Virgil Abloh predicts how we'll live in the year 2035

Photographer credit: Julien Lanoo

Brooklyn, London, Singapore, Paris, Chicago, Basel – so reads Virgil Abloh’s most recent passport stamps, so it’s unsurprising that thoughts of home are at the forefront of his mind, and his latest collaboration with Swiss design brand Vitra.

Speaking to Vogue Living at the launch of his exhibition, TWENTYTHIRTYFIVE, at the Vitra Campus in Weil am Rhein, Germany – alongside special edition furniture pieces he’s designed to match – Abloh says: “The aim with TWENTYTHIRTYFIVE was to put together a body of work and define how we could be living in the year 2035. It is a particular amount of time into the future that isn’t too far away. We felt it was important to think about the future in a tangible way.” (Tangible and very, very orange.)

Photographer credit: Joshua Osborne

Coinciding with Design Miami/Basel, TWENTYTHIRTYFIVE is housed in the Zaha Hadid Fire Station on the Vitra Campus until 31 July, and will then travel to the newly opened Vitra New York showroom. Abloh’s vision of the future remains true to form, but there’s been a subtle shift in his style. There’s no ironic air quotes denoting “chairs” or other items, though his signature serial numbers and acerbic use of colour remain. More importantly though, the space feels like home, rather than some dystopian vision.

Photographer credit: Julien Lanoo

Split into two sections, the installation is designed to look like the home of an average teenager. On the “Past/Present” side, the home is viewed through panes of plastic, giving it a nostalgic filter, while over on the side of “Tomorrow”, 2035 takes clear shape. “I think that the younger generation are now exposed to design in new ways. The digital landscape is definitely going to affect our idea of home, but there’s different types of furniture and objects that will become new classics too.”

Photographer credit: Joshua Osborne

On display – and on sale – are three spin-off products, inspired by the rich Vitra archive. 999 ceramic orange blocks cover one wall, doubling up as storage and ensuring the space constantly evolves, with the wall changing shape as each brick is purchased. Abloh also reinterpreted two pieces by famed French industrial designer Jean Prouvé – the Potence wall lamp and the Antony armchair – with orange lacquer finishes. They are limited edition too: only 300 lights and 100 armchairs have been made.

Here, Abloh tells Vogue Living about his vision for our future homes and why he’s not going to stop collaborating anytime soon.

Photographer credit: Julien Lanoo

On looking to the past to see the future
“I have an affinity with working on projects that let me bridge the past to the now. The premise [for this exhibition] was very much looking at how things from your past subconsciously give you an opinion on the future, becoming your baseline.
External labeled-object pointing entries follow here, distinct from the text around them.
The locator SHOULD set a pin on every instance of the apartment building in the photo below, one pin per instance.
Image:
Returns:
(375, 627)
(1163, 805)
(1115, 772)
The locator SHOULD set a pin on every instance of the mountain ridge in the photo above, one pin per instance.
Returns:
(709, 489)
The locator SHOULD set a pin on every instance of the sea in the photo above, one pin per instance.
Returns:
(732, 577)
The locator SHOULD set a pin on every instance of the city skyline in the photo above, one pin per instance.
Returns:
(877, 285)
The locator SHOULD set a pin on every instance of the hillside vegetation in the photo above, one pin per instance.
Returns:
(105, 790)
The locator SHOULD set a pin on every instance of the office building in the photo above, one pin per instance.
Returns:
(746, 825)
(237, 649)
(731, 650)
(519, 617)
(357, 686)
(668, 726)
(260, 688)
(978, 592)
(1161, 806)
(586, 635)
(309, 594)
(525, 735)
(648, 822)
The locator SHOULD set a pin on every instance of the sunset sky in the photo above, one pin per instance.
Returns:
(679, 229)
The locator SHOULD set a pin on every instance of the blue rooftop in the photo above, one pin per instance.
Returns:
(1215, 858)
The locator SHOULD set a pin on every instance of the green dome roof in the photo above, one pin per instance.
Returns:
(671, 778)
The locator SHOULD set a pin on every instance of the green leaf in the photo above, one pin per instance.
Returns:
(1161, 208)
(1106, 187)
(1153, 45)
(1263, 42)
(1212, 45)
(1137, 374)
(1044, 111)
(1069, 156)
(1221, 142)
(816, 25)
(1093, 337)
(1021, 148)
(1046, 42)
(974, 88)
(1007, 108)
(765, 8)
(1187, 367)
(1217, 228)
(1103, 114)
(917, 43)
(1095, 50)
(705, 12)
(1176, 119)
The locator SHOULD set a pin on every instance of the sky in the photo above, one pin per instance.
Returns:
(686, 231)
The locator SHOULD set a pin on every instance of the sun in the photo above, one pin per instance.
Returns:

To me, design has the inherent idea of being a bridge from the past, with an eye towards the future.”

Photographer credit: Julien Lanoo

On what the home should be
“Growing up, my home was exactly what you would imagine Midwest, domestic America [to be]. Home now is about being inspired by my surroundings. Even if I’m travelling, the things that I keep, they are very much my sources of inspiration, so [that] when I go to create, I feel fulfilled. That is very much what I hope to do with the objects that I create – a pair of sneakers or a lamp – that they provide inspiration. I think that is what the future of the home should be: an inspiring place.”

Photographer credit: Joshua Osborne

On the future of furniture
“Arguably, we may not need furniture in the future. This idea of reusing things from the past as they are, but putting them in a new setting, could be the new furniture.”

On era-defining designs and his special-edition pieces
“I’m always interested in the resonance that certain designs have over time. The designs of Charles and Ray Eames, for example, they defined that era. Prouvé is sort of an archetype of furniture now, in terms of what people are collecting, and its resale value is obviously high. But it’s also a period in design that resonates now. I like that combination between his aesthetic and his rationale. For me that gave a sense of purity to continue ideas from that basis.”

Photographer credit: Julien Lanoo

On why he’ll never stop collaborating
“[Collaborations are] just a medium for self-expression. It’s like painting, sculpture, photography, essays or poetry: they’re all different means to an end, which is to express an idea. They are all representative objects. My philosophy about fashion, art, design, etc is about an evolution taking place. There is a new generation at play, [so] things should look and feel different. I don’t necessarily consider that disruption, I think of it as evolution.”

Photographer credit: Joshua Osborne

On why he’s obsessed with hazard orange
“I think the colour choice for certain projects indicates its space in a larger context. This colour, hazard orange, is urgent and calls attention to itself by standing out. I liked this idea that it could be in an environment and be like an object, with a function, not just a colour.”